Quando as bombas se aproximaram do hospital e ficou claro que o Exército israelense estava prestes a invadir o local, Sara temeu morrer se ali permanecesse, então decidiu deixar tudo para trás e também seguir para Rafah para ficar junto de sua família, que agora está abrigada na casa do tio dela.

No entanto, a médica não fez a viagem para o sul sozinha. Caminhou com os colegas e com a mãe e o bebê que ajudou a trazer ao mundo.
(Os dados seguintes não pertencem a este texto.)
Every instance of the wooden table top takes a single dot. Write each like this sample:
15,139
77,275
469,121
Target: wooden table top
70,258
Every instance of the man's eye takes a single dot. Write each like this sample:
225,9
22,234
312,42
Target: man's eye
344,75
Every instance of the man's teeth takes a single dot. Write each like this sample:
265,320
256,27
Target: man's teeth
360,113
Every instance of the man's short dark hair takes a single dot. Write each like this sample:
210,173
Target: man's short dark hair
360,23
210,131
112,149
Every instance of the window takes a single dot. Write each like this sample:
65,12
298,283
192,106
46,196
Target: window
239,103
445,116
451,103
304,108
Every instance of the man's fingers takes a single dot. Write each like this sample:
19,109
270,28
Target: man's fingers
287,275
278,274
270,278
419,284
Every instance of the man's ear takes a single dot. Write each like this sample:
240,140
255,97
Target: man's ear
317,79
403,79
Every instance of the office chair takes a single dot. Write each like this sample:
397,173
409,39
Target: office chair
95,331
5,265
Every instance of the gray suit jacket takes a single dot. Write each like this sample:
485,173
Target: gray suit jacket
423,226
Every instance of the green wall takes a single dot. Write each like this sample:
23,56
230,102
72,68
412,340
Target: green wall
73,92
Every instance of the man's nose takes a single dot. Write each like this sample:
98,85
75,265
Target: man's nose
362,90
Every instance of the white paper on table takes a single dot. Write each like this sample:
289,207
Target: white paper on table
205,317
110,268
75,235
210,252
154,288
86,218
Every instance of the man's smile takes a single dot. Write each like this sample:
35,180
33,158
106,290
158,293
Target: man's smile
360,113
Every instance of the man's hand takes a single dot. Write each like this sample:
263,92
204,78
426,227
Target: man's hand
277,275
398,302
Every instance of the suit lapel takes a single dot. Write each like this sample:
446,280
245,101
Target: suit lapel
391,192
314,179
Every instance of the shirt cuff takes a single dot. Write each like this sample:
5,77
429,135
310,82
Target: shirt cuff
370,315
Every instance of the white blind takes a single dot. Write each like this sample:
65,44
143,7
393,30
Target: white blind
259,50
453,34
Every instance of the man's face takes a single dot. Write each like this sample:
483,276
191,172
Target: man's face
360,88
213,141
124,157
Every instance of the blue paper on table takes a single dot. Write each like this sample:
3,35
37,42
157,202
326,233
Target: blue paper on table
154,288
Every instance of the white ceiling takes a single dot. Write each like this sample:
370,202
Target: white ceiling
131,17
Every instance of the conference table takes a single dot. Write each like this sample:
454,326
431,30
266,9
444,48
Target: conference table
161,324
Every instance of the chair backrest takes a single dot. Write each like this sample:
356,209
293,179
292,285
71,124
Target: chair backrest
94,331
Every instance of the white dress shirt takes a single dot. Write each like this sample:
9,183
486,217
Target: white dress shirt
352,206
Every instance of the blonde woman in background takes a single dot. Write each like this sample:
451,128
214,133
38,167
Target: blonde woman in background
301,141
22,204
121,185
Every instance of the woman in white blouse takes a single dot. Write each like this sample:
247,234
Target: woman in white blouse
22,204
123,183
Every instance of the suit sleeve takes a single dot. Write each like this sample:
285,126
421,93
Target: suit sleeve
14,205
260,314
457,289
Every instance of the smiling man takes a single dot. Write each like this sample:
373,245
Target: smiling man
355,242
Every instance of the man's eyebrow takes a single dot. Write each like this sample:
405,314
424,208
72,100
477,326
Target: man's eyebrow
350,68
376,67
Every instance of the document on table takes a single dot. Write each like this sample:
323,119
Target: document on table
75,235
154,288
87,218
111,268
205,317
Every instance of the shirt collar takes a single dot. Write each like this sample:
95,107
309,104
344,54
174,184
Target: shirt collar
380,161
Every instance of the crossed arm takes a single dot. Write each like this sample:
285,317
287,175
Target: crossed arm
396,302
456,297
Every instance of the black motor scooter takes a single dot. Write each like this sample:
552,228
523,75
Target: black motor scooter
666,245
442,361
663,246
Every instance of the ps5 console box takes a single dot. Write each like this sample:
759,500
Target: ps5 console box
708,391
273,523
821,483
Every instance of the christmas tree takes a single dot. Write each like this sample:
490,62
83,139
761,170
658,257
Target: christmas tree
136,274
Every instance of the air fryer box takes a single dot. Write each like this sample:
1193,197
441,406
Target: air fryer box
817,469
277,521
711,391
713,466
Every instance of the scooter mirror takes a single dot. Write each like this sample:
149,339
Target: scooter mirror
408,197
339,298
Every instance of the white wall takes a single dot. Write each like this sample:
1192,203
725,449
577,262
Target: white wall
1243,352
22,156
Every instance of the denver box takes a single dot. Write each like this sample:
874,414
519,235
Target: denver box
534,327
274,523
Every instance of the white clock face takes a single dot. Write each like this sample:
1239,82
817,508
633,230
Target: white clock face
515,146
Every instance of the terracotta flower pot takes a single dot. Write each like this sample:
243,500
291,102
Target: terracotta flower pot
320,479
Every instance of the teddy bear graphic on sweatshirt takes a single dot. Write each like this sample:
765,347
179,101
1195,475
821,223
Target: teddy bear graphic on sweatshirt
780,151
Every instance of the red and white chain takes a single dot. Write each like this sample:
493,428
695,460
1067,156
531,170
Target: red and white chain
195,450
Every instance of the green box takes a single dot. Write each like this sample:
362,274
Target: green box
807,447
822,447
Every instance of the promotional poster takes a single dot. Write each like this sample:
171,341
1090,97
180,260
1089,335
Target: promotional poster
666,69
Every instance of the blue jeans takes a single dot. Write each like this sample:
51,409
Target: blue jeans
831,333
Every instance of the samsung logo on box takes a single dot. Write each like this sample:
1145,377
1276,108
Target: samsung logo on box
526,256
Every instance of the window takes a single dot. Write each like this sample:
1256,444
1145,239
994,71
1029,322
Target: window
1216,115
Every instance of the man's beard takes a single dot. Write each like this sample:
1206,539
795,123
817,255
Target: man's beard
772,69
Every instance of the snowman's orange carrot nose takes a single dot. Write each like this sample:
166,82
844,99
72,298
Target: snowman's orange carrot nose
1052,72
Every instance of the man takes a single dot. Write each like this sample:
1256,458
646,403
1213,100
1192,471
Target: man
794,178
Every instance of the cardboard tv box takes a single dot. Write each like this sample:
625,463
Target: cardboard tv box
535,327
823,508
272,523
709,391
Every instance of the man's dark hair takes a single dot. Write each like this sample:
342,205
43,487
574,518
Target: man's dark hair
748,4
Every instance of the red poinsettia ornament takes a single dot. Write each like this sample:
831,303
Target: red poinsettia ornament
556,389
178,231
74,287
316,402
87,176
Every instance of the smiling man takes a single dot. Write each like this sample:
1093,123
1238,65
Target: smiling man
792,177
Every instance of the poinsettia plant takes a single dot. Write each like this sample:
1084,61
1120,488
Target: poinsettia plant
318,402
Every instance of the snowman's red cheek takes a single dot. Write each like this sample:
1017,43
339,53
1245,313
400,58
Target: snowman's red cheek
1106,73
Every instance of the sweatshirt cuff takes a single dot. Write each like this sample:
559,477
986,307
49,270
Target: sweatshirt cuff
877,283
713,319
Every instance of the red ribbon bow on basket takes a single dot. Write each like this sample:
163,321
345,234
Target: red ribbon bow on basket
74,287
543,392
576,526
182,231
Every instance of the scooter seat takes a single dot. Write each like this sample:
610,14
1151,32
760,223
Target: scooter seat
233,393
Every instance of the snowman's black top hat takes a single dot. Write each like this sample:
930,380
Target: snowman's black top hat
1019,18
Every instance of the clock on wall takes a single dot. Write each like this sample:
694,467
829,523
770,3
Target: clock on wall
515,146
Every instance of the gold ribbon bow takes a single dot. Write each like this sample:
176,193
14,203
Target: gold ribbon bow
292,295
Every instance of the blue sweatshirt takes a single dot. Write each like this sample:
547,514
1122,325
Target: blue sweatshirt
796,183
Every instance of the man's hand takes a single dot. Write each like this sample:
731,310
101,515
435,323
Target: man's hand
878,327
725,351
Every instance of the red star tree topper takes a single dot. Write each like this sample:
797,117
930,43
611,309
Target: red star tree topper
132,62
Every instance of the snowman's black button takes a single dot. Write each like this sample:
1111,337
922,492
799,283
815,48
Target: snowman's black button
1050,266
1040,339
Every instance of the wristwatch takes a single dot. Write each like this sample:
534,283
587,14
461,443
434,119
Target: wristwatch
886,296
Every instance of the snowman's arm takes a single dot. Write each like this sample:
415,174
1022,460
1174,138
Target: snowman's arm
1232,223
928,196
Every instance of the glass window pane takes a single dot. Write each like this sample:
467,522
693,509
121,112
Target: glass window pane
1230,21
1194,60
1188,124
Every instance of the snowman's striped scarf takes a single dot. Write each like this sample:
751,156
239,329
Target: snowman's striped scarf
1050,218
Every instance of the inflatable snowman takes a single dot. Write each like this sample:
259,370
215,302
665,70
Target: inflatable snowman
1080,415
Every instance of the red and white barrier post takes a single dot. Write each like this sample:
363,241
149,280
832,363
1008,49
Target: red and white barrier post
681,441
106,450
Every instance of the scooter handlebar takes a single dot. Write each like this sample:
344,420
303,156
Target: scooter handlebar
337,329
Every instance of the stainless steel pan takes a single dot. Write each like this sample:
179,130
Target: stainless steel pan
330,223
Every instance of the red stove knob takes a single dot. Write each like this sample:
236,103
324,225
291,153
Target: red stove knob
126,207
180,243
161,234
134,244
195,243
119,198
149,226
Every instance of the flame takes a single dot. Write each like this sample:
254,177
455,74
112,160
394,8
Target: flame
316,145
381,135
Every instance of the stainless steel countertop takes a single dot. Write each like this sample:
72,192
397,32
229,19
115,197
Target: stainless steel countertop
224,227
Quando o Exército israelense invadiu o hospital, as autoridades israelenses afirmaram que se tratava de uma "operação direcionada contra o Hamas" e alegaram que haviam encontrado no local um "centro de operações", algo que o Hamas negou.

Sem água ou comida

Ao descrever a sua vida e a onda de mais de 1 milhão de deslocados de Gaza, Sara diz: "Não temos água para beber nem comida para colocar na boca. Escolas, praças. O inverno chegou e não estamos preparados, não temos roupas, nem cobertores, nem nada."

Ela ainda está tentando usar seu treinamento médico quando pode.

"Todos os dias saímos e ajudamos no que podemos porque os abrigos e as escolas precisam de nós".

Sara diz estar preocupada com o que o futuro reserva para ela e sua família.

"Este ano deveria ser o último ano de escola da minha irmã antes de ela se formar e começar sua vida, mas agora não temos ideia do que vai acontecer."

Tal como outros moradores de Gaza, suas esperanças e sonhos deram lugar à luta pela própria sobrevivência.